Singapore’s T.H.E Dance Company in a triple bill of short works

Coronet Theatre, London
January 10, 2024

After their impressive UK debut last year, Singapore’s T.H.E Dance Company (The Human Expression) returned to that most quirky of London venues, the Coronet Theatre in Notting Hill Gate, with Rethinking Co-existence, a triple bill of signature works: Un-form and Pure by founding artistic director and main choreographer Kuik Swee Boon, and Present by resident choreographer Kim Jae Duk.

All three works consider the individual against the backdrop of relationships with others, although this is most obvious in Unform and Pure, which both feature dancers as soloists, largely physically apart from others, yet with a clear connection.

In Un-form, from 2013, three dancers individually give glimpses into their pysche as they draw portraits in movement on and around a rectangle of artificial grass. While it’s difficult to decipher the precise inspiration and intent of each, all the solos suggest states of mind, aspirations and fears, poignancy and tension, as moments of calm jostle with splashes of faster, dramatic action.

Billy Keohavong (left) and Klievert Mendoza
of T.H.E Dance Company in Present by Kim Jae Duk
Photo Mayumi Hirata

First up is Klievert Jon Mendoza. As he crouches on one knee and puts a hand to the floor, it’s as if he’s communing with the Earth. His dance of twists, turns and falls, all confined to the grass, combines speedy moments with graceful slow motion, not unlike water tumbling down rapids, its flow occasionally slowed by deep pools.

When he gives way to Fiona Thng, calm ensues. Continuing the river metaphor of the, we have reached the plain in our journey of the subconscious, the watercourse now wider and slow-moving. Haruka Leilani Chan takes over for a final solo. Now it feels like the river has reached the sea, her movement suggestive of being tossed by waves, which I’ll swear are also audible in Zai Tang’s soundscape.

All three dancers are quite compelling, their dance amazingly detailed, superbly performed and clearly with great personal meaning. Towards the end, Boon brings it all together with absolutely synchronous unison sections that spring from nowhere, suggesting that the journey is over and that a new shore has been reached.

Many choreographers have attempted to work with Maurice Ravel’s Bolero. In part due to the music’s power, the way it inexorably builds, few have succeeded. But Present, Kim Jae Duk’s 2013 duet to his own arrangement of the score, is a delight.

While Kim picks up on the rhythm of the music, and certainly the energy and expressiveness of the dance builds with it, he never attempts to match or mimic it. Rather, he plays with it in a humour-tinged duet for Mendoza and Billy Keohavong that opens quietly, with their backs to the audience. So quietly that Keohavong appears to be nodding off. As the music drifts in, the dance is full of quirky percussive tics. Again, detail is everywhere, all picked out by Adrian Tan’s superb lighting. When they switch to a downstage table, as close together as is possible, there’s a hint of dark humour. They are so deadpan it cannot fail but raise a smile.

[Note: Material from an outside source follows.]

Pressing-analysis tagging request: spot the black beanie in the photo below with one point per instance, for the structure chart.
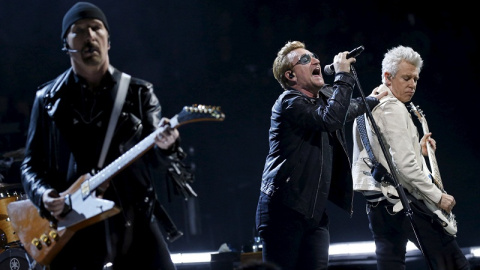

Billy Keohavong and Chang En
in Pure by Kuik Swee Boon
Photo Mayumi Hirata

Apparently, the physical dialogue discusses existence and being. I didn’t get that. But Present is so good simply as great movement to great music, it really doesn’t matter.

Boon’s 2016 visceral duet, Pure, looks at the complexities of living together. As Keohavong and Chang En dance around each other, there initially seems to be little that connects them apart from the shared space. But look closer and bonds start to appear, in movement and in looks. We are all part of what is around us so it’s no surprise that each cannot escape the actions of the other and the effect those actions have.

Once they escape designer Jamela Law’s lace hooded coats, which really do look like lace curtains thrown on (quite what they add, I am not sure), moments of physical contact start to appear. Tension builds and there are cries of frustration, perhaps of frustration for greater freedom that is desired but in reality unattainable. Whatever, the couple increasingly resemble a single shifting being. When unison appears from nowhere, as in Un-form, it is again perfect.

T.H.E Dance Company recently celebrated its 15th anniversary. That’s quite an achievement for a contemporary dance ensemble in a small South-east Asian city-state. But then look at the quality of the dancers and what the choreographers put on stage. T.H.E really are very impressive. Let’s hope London gets to welcome them back for a third visit sometime.